On the morning of November 10, 1918, the office received a top-secret coded message from Europe stating that effective at 11 am on the next day (November 11, 1918), all fighting would cease on land, sea and in the air. This meant that the people of North Sydney, in particular Mrs. Annie Butler Smith, were the first to know of the end of the Great War. It is reported that on the night on November 10, 1918, over 200 servicemen marched through the streets of the town to celebrate the end of the war, one day before the rest of the world knew.

===United States Navy===
During the Great War, the United States Navy operated an air base in North Sydney. The base was primarily used as a landing/launching area for seaplanes. Known as NAS North Sydney the base was originally located at Indian Beach while more permanent facilities were built at nearby Kelly's Beach (now called Munro Park). The base was given the Naval postal address of "139 FPO New York" and the signal code "ALML". In command was Lt. Robert Donahue of the U.S. Coast Guard who operated under the direction of U.S. Navy Lt. Richard E. Byrd who was based in Halifax. The Kelly's Beach base closed in early 1919 but was reactivated by the Royal Canadian Air Force during World War II.

===German U Boats===
During the Second World War, on the night of October 13, 1942, the SS Caribou (a passenger ferry) left North Sydney harbour for Port aux Basques with 237 on board. At 3:40 am on the morning of October 14, the Caribou was hit by a single torpedo on her starboard side; 136 people perished.

==Filmography==
Although North Sydney does not have a very developed arts community, it has served as the backdrop for at least five movies.
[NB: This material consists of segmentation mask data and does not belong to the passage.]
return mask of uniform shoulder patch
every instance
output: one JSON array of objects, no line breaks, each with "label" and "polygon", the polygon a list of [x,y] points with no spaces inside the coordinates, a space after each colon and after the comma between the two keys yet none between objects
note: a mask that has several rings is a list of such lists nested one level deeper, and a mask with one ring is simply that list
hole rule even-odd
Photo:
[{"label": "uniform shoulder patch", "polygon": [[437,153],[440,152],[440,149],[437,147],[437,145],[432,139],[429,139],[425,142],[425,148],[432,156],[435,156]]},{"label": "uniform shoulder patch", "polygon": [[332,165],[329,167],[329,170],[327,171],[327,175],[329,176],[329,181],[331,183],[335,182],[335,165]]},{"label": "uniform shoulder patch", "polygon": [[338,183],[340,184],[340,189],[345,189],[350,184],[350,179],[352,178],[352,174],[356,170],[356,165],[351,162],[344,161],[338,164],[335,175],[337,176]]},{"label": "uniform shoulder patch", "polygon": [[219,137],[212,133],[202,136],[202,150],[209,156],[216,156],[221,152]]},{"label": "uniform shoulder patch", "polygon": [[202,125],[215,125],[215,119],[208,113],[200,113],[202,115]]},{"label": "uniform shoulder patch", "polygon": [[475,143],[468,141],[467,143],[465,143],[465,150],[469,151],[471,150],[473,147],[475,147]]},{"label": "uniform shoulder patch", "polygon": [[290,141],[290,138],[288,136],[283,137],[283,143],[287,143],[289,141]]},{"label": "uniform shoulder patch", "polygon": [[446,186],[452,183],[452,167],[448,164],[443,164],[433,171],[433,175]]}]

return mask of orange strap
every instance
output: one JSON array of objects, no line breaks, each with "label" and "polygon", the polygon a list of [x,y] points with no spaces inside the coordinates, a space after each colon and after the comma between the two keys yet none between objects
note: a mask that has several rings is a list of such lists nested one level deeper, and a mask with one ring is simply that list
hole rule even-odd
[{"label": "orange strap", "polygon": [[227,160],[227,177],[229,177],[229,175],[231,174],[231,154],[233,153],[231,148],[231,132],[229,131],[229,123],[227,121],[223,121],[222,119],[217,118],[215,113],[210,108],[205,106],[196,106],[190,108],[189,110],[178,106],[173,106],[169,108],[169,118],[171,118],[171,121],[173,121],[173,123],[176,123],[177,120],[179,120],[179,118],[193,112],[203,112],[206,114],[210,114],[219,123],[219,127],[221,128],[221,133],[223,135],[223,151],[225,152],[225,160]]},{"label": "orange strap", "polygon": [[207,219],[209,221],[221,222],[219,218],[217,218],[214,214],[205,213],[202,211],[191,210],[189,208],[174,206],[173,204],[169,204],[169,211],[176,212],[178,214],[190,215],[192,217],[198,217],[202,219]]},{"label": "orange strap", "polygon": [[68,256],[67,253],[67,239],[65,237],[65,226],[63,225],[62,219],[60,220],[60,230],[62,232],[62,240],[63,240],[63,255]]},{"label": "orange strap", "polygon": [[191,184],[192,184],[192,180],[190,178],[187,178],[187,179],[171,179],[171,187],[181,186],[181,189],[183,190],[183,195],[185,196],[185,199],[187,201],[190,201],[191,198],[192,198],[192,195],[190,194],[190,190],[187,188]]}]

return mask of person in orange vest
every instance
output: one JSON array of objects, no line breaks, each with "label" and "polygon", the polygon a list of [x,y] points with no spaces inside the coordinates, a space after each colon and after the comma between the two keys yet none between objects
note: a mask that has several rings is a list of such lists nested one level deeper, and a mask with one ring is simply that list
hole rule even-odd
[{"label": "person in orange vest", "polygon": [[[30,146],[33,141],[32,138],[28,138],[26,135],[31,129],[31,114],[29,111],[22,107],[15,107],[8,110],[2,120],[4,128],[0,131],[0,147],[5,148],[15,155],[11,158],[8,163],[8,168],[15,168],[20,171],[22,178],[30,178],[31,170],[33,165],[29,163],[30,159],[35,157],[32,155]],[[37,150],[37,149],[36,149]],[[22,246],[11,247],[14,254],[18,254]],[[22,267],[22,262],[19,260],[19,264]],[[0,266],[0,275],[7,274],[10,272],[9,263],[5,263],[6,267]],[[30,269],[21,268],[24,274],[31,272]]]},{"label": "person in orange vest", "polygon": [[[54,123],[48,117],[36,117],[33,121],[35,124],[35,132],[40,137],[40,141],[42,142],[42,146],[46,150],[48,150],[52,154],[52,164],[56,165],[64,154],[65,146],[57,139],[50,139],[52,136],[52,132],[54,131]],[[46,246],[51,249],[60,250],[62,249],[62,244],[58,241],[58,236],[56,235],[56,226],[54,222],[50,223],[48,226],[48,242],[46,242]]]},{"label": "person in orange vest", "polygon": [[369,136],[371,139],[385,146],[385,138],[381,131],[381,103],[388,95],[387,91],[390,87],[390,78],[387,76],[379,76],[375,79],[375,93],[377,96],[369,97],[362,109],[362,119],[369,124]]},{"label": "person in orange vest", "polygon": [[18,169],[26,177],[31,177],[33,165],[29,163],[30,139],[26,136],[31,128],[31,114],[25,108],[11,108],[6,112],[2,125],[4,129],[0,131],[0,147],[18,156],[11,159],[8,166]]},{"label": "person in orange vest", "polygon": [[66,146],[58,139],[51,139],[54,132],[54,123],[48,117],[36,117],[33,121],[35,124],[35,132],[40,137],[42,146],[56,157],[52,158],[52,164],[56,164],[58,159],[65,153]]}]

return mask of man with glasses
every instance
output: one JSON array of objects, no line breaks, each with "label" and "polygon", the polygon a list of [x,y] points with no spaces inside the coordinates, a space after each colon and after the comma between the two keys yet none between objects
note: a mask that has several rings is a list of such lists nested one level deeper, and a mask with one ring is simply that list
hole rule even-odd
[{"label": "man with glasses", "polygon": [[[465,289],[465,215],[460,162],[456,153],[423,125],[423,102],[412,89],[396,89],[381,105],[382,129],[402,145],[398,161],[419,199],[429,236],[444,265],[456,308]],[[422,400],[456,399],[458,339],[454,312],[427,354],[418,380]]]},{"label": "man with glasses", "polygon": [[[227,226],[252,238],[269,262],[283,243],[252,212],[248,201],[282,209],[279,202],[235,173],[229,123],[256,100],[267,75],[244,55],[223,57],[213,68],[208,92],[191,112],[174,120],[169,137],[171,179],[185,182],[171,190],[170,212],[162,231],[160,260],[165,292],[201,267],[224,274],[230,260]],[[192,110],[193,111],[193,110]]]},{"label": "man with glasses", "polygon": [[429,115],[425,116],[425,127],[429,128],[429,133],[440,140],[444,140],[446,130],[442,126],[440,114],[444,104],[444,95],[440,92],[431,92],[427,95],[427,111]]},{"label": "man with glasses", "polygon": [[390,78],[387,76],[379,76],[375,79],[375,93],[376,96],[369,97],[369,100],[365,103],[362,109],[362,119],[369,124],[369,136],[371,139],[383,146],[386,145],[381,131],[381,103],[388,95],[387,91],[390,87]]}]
In 1995, scenes for Margaret's Museum were filmed in the town. Most were shot on King Street, where a house was used as a mine manager's house. In 1999, two films were shot in North Sydney. First, was New Waterford Girl. Downtown North Sydney was used to represent downtown New Waterford in the 1970s.

The other film from this year was a CBC made-for-TV movie named Win Again, starring Gordon Pinsent. This time, North Sydney posed as a small town in Newfoundland. The closing scene of the movie has a nice shot of the whole town, taken from a large crane from the downtown area.

==Notable people==
- Paul Andrea, retired NHL hockey player
- Norm Batherson, retired hockey player
- Flash Hollett, retired NHL hockey player
- Flora MacDonald, former federal cabinet minister
- Arthur B. McDonald, Nobel laureate in the field of physics
- Cat Power (aka Haley Rogers), professional wrestler
- Harold Russell, Academy Award–winning actor
- Bobby Smith, retired NHL hockey player
- Clifford Shaw Thompson, 15th Canadian Surgeon General

==Notable connections==
- Academy Award winning actors and siblings Warren Beatty and Shirley MacLaine were born to drama teacher Kathlyn Corinne who was born in North Sydney.